What Hitler did not believe and what Stalin did not believe and what Mao did not believe and what the SS did not believe and what the Gestapo did not believe and what the NKVD did not believe and what the commissars, functionaries, swaggering executioners, Nazi doctors, Communist Party theoreticians, intellectuals, Brown Shirts, Black Shirts, gauleiters, and a thousand party hacks did not believe was that God was watching what they were doing.

And as far as we can tell, very few of those carrying out the horrors of the twentieth century worried overmuch that God was watching what they were doing either.

That is, after all, the meaning of a secular society.

I can only assume that Berlinski had forgotten about the events of September 11, 2001 when he was writing this passage.  This was an outrage carried out by people who were thinking only too much of what heaven would think of them.  Hopefully, the more recent events on the Moscow tube will jog his memory.

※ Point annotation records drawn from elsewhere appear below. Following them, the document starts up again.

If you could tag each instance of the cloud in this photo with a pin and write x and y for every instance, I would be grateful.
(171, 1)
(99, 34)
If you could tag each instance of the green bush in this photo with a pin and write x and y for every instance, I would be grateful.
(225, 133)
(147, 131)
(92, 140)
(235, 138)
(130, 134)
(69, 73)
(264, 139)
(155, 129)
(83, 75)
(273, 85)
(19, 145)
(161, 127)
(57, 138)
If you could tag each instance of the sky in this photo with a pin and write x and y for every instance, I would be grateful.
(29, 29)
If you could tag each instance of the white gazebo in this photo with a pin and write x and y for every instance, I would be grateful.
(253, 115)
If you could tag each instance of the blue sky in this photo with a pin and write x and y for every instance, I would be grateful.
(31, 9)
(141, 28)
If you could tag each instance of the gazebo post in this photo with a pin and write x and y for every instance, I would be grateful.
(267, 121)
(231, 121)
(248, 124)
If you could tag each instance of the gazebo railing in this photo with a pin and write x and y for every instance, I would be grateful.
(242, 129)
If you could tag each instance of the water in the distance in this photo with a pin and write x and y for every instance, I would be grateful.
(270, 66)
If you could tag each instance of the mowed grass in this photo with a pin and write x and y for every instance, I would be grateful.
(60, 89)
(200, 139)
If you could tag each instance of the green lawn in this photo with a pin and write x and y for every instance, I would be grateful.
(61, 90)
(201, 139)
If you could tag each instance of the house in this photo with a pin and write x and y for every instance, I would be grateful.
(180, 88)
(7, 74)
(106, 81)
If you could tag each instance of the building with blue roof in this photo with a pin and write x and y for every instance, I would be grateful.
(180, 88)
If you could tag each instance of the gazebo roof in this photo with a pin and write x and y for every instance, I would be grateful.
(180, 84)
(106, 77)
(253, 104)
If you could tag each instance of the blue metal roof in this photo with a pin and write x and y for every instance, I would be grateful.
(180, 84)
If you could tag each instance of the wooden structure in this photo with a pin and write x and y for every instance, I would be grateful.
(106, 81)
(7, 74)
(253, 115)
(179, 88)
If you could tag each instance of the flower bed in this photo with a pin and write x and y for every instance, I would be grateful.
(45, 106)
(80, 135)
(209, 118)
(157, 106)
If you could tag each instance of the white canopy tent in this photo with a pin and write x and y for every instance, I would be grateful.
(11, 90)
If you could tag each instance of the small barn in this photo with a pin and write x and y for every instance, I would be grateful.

Appealing to authority and credential inflation are common tactics of creationists and Intelligent Design proponents.  Expelled’s host, Ben Stein, went to great lengths to hold out Berlinski as an example of a smart guy who believed in Intelligent Design in order to give it some credibility.  However, all Berlinski succeeded in doing was to be a particularly obnoxious and unlikeable character, saying that Richard Dawkins is “a crummy philosopher” and “a little bit of a reptile”.

In an article reminiscing on an infamous book review for The New York Times in 1989 where he wrote, “It is absolutely safe to say that if you meet somebody who claims not to believe in evolution, that person is ignorant, stupid or insane (or wicked, but I’d rather not consider that),” Dawkins had this to say about Berlinski:

Are there, then, any examples of anti-evolution poseurs who are not ignorant, stupid or insane, and who might be genuine candidates for the wicked category?  I once shared a platform with someone called David Berlinski, who is certainly not ignorant, stupid or insane.  He denies that he is a creationist, but claims strong scientific arguments against evolution (which disappointingly turn out to be the same old creationist arguments).  Together with the great John Maynard Smith and others, he and I were guest speakers at a debate organized by a prominent Oxford rabbi.  Maynard Smith spoke after Berlinski and, not surprisingly, he soon had the audience roaring with laughter as he lampooned Berlinski’s bad arguments.  But what amused me was Berlinski’s tactic for dealing with this mocking laughter.  He sprang to his feet, held up a reproachful open palm towards the audience, and said (approximately of course, I can’t remember the exact words): “No no!  Don’t laugh.  Let Maynard Smith have his say!  It’s only fair!”  Happily, the Oxford audience saw through this tactic of pretending to think the audience were laughing at Maynard Smith rather than with him.  And the rabbi, himself a devout creationist, afterwards told me he had been shocked at Berlinski’s duplicity.  By itself, this is too trivial an example to deserve the name wicked.  But it did make me wonder about Berlinski’s motives.  As I said, he is certainly not ignorant, stupid or insane.

After witnessing his performance in Expelled, Dawkins’ assessment of Berlinski is borne out all too well.